Why Convection Over Radiation?
A Guide from a Biddle Expert
As a heating solution, a hydronic fan convector has many advantages over its old rival the conventional radiator. If we think about the same principle as our atmosphere and oceans providing an indirect source of heat, and the way that convection in our atmosphere is a vital process helping to redistribute energy away from hotter areas to cooler areas of the Earth, aiding temperature circulation and reducing sharp temperature differences, we can draw many synergies with the way in which a hydronic fan convector works to heat a space. I suppose the biggest difference is that we are utilising a fan to force the process.
Unlike a conventional radiator, the hydronic fan convector distributes heat evenly throughout a room. A conventional radiator also utilises natural convection as a method to distribute heat, the problem is warm air rises quickly and close to the heat source, it then cools and falls and the process is repeated. Ultimately this means that the warmest areas in the room are closest to the radiator. The hydronic fan convector contains a fan and a heat exchanger connected to a wet heating system, much the same as a radiator would be. Hot water is passed through the heat exchanger and the heat energy from the hot water is transferred to the aluminium fins, cooler air from the room is drawn in by the fan and heated as it passes over the heat exchanger. The use of forced convection means that rather than producing isolated hot spots warm air is distributed quickly and gently over a greater area ensuring higher levels of comfort for the entire room.

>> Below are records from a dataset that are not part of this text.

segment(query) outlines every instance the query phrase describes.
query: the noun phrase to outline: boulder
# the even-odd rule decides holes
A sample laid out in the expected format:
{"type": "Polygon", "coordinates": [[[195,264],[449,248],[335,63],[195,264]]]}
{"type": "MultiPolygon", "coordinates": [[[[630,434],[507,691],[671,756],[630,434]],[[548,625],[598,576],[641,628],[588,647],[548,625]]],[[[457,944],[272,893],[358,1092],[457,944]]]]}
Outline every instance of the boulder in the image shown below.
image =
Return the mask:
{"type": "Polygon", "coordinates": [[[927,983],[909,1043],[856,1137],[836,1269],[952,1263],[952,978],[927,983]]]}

Thinking back to our own atmosphere, sustainability and energy efficiency are increasingly pivotal factors when selecting heating systems for both refurbishment projects and new builds. Conventional radiators require large volumes of very hot water to perform at optimum efficiencies. With the ever-expanding use of cooler, much lower water temperatures, created from heating mediums such as air or ground source heat pumps, conventional radiators are becoming hugely inefficient.
The hydronic fan convector is a much more versatile option. Not only does it hold much less water than the conventional radiator (5%) and so is much smaller and consumes much less space, but it also operates effectively at system water temperatures as low as 35°C. As such using much less electricity for far greater efficiency and a reduced carbon footprint.
All in all, thinking not only of the basic principles applied by each solution but of the future and the greener technologies we must apply as responsible and accountable manufacturers and installers to the selection of heating systems used in the refurbishment and construction of new buildings, both to reduce our energy consumption and ultimately reduce our carbon footprints, it would appear the use of a modern hydronic fan convector should be a serious consideration in place of the conventional radiator.